The research team analyzed the DNA sequences of the two individual nuclei present in Ug99, and also looked at a more established African stem rust strain called Pgt21-0. They found that one of the two nuclei in Ug99 was almost identical to one in Pgt21-0. It is possible that it was the fusion of these two strains that created the unique and threatening hybrid.
While Ug99 appears to be a wider ranging pathogen capitalizing on an expansive host range, not all hybrids are equally aggressive. Steffenson said some hybrids might be less fit to survive in nature. However, while others like Ug99 can become more aggressive with widespread repercussions, he believes that is a rare event, not only experimentally in the laboratory but perhaps even more so in nature.
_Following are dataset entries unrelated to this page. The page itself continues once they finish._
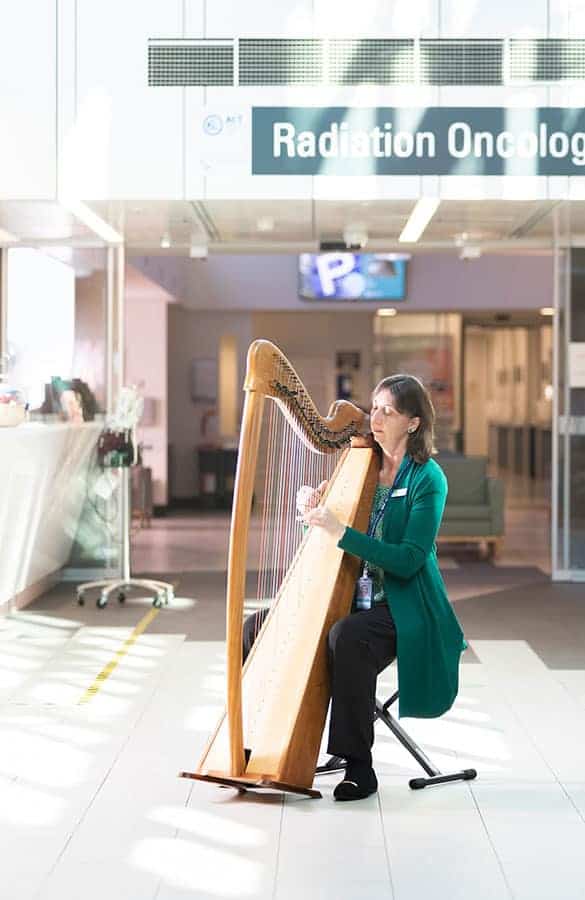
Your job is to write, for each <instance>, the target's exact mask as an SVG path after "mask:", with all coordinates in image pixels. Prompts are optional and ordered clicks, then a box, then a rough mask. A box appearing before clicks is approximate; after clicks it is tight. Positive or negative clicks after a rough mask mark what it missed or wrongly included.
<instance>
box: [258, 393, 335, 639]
mask: <svg viewBox="0 0 585 900" xmlns="http://www.w3.org/2000/svg"><path fill="white" fill-rule="evenodd" d="M267 412H268V416H267V417H266V420H265V421H266V429H265V436H266V439H265V448H266V449H265V457H264V459H265V474H264V479H263V481H264V484H263V488H262V489H261V490H258V491H257V492H256V495H257V496H258V497H260V496H261V497H262V500H261V504H260V505H261V509H259V510H258V515H259V519H260V523H259V524H260V527H259V536H258V537H259V554H258V573H257V587H256V592H255V594H256V596H255V598H254V599H255V602H254V608H255V609H259V608H263V607H266V606H269V605H270V604H271V603H272V602H273V600H274V599H275V597H276V596H277V594H278V591H279V589H280V587H281V584H282V582H283V579H284V578H285V576H286V574H287V572H288V570H289V568H290V566H291V564H292V561H293V559H294V556H295V554H296V552H297V550H298V548H299V546H300V544H301V542H302V540H303V537H304V529H303V526H302V523H301V522H299V521H298V518H299V517H298V513H297V510H296V496H297V492H298V489H299V488H300V487H301V486H302V485H310V486H311V487H314V488H316V487H317V486H318V485H319V484H320V483H321V482H322V481H328V480H329V479H330V478H331V475H332V473H333V471H334V469H335V466H336V464H337V461H338V459H339V455H340V454H339V452H336V453H322V454H320V453H317V452H315V451H314V450H310V449H309V448H308V447H307V446H306V444H305V443H304V442H303V441H301V440H300V438H299V437H298V435H297V433H296V431H295V429H294V428H293V427H292V426H291V424H290V423H289V421H288V420H287V419H286V418H285V417H284V416H283V415H282V413H281V411H280V410H279V409H278V406H277V404H276V403H274V402H272V403H270V404H269V410H267ZM260 627H261V626H260V624H259V623H258V622H257V623H256V628H257V629H259V628H260Z"/></svg>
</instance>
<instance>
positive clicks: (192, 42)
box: [148, 41, 234, 87]
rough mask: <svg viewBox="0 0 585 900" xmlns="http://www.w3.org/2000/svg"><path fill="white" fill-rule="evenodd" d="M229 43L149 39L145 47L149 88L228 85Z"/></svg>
mask: <svg viewBox="0 0 585 900" xmlns="http://www.w3.org/2000/svg"><path fill="white" fill-rule="evenodd" d="M233 83H234V47H233V42H232V41H229V42H223V43H219V42H217V43H214V42H212V41H199V42H197V41H151V42H150V43H149V46H148V84H149V86H150V87H206V86H209V87H221V86H228V87H232V86H233Z"/></svg>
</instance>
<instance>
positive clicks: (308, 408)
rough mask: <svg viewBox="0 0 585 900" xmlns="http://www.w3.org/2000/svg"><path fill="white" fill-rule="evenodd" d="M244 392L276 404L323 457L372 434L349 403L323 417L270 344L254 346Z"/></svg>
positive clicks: (357, 413) (355, 409)
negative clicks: (358, 439)
mask: <svg viewBox="0 0 585 900" xmlns="http://www.w3.org/2000/svg"><path fill="white" fill-rule="evenodd" d="M244 390H245V391H250V392H251V391H254V392H257V393H259V394H263V395H264V396H266V397H272V398H273V399H274V400H276V402H277V403H278V404H279V406H280V407H281V409H282V411H283V413H284V414H285V415H286V416H287V418H288V419H289V421H290V422H291V424H292V425H293V427H294V429H295V431H296V432H297V434H298V435H299V437H300V438H301V440H303V441H304V443H305V444H307V445H308V446H310V447H311V448H312V449H313V450H316V451H317V452H319V453H333V452H334V451H335V450H339V449H341V448H342V447H345V446H347V445H348V444H349V442H350V439H351V438H352V437H355V436H357V435H360V434H365V433H366V432H367V431H368V426H369V417H368V415H367V414H366V413H364V412H363V410H361V409H359V407H357V406H355V405H354V404H353V403H349V402H348V401H346V400H337V401H336V402H335V403H333V404H332V406H331V408H330V409H329V412H328V414H327V415H326V416H322V415H321V414H320V413H319V411H318V410H317V408H316V406H315V404H314V403H313V401H312V400H311V397H310V396H309V393H308V391H307V389H306V388H305V386H304V384H303V382H302V381H301V379H300V378H299V376H298V375H297V373H296V372H295V370H294V368H293V367H292V366H291V364H290V362H289V361H288V359H287V358H286V356H285V355H284V354H283V353H282V352H281V351H280V350H279V349H278V347H276V345H275V344H272V343H271V342H270V341H264V340H258V341H254V343H253V344H252V345H251V346H250V349H249V351H248V363H247V371H246V380H245V382H244Z"/></svg>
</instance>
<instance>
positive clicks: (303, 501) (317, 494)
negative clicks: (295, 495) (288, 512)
mask: <svg viewBox="0 0 585 900" xmlns="http://www.w3.org/2000/svg"><path fill="white" fill-rule="evenodd" d="M327 484H328V482H327V481H322V482H321V484H320V485H319V486H318V487H316V488H313V487H311V486H310V485H309V484H304V485H303V486H302V487H300V488H299V489H298V491H297V498H296V503H297V511H298V513H299V515H300V516H301V521H303V522H304V521H305V516H306V514H307V513H308V511H309V510H310V509H315V507H316V506H319V504H320V502H321V497H322V496H323V494H324V492H325V488H326V487H327ZM307 524H308V523H307Z"/></svg>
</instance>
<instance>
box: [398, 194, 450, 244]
mask: <svg viewBox="0 0 585 900" xmlns="http://www.w3.org/2000/svg"><path fill="white" fill-rule="evenodd" d="M440 202H441V201H440V200H439V198H438V197H421V198H420V200H417V202H416V204H415V206H414V209H413V210H412V212H411V214H410V216H409V218H408V222H407V223H406V225H405V226H404V228H403V229H402V232H401V234H400V237H399V238H398V240H399V241H400V243H413V244H414V243H415V242H416V241H418V239H419V238H420V236H421V235H422V233H423V231H424V230H425V228H426V227H427V225H428V224H429V222H430V221H431V219H432V218H433V216H434V215H435V213H436V211H437V209H438V208H439V204H440Z"/></svg>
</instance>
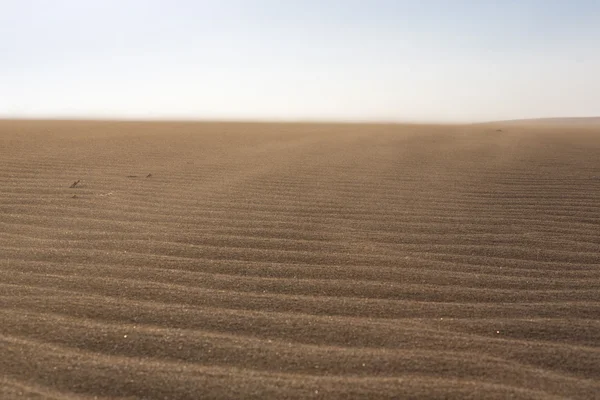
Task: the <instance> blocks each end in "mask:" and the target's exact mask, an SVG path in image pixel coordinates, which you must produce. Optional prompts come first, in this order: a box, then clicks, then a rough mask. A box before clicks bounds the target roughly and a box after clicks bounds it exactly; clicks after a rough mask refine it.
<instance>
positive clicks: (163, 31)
mask: <svg viewBox="0 0 600 400" xmlns="http://www.w3.org/2000/svg"><path fill="white" fill-rule="evenodd" d="M592 115H596V116H597V115H600V0H571V1H569V0H563V1H558V0H547V1H543V0H521V1H518V0H498V1H486V0H480V1H475V0H471V1H469V0H422V1H417V0H412V1H403V0H396V1H385V0H373V1H357V0H345V1H344V0H320V1H319V0H305V1H291V0H288V1H286V0H279V1H277V0H247V1H244V0H220V1H202V0H196V1H192V0H161V1H159V0H146V1H143V0H97V1H92V0H47V1H44V0H0V117H83V118H85V117H94V118H104V117H106V118H192V119H277V120H281V119H287V120H305V119H310V120H383V121H436V122H441V121H450V122H458V121H484V120H500V119H514V118H529V117H559V116H592Z"/></svg>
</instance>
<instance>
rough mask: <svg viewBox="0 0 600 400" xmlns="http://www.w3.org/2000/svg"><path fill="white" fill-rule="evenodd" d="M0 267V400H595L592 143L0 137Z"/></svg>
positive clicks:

The problem with rust pathogens is that they can easily spread over continents and oceans. Ug99, first identified in Uganda in 1999 (its name origin) has spread from its initial site across Eastern Africa and into Iran and Yemen. It is now present in 13 countries, mostly along Africa’s east coast from Egypt to South Africa.
Steffenson said that, in North America, there is an annual spring migration of rust spores from winter wheat crops planted in the southern U.S. or northern Mexico.
“Spores are then blown northward on the developing wheat crops during the late spring and early summer,” he said. “Since there is virtually a contiguous “green bridge” of wheat from this region up into the northern reaches of cereal production in Canada, the rust can spread and damage a wide swath of the crop over the continent. We are very worried that this strain could be disseminated (by wind or international travellers) to other countries and cause devastating epidemics on wheat.”
Steffenson indicated wheat varieties could potentially be genetically modified as protection from Ug99, and research using GM technology is underway.
“We have inserted a construct consisting of five different stem rust resistant genes into wheat,” he said. “This construct made the wheat plant super resistant to a wide range of different stem rust pathogen strains. This was demonstrated both in the greenhouse and in the field. GM technology offers great potential in controlling this disease for the long term.”
The research team included scientists from the University of Minnesota, Australia’s Commonwealth Scientific and Industrial Research Organization (CSIRO), Australian National University, and the University of the Free State in South Africa.
The research paper was published in the journal Nature Communications.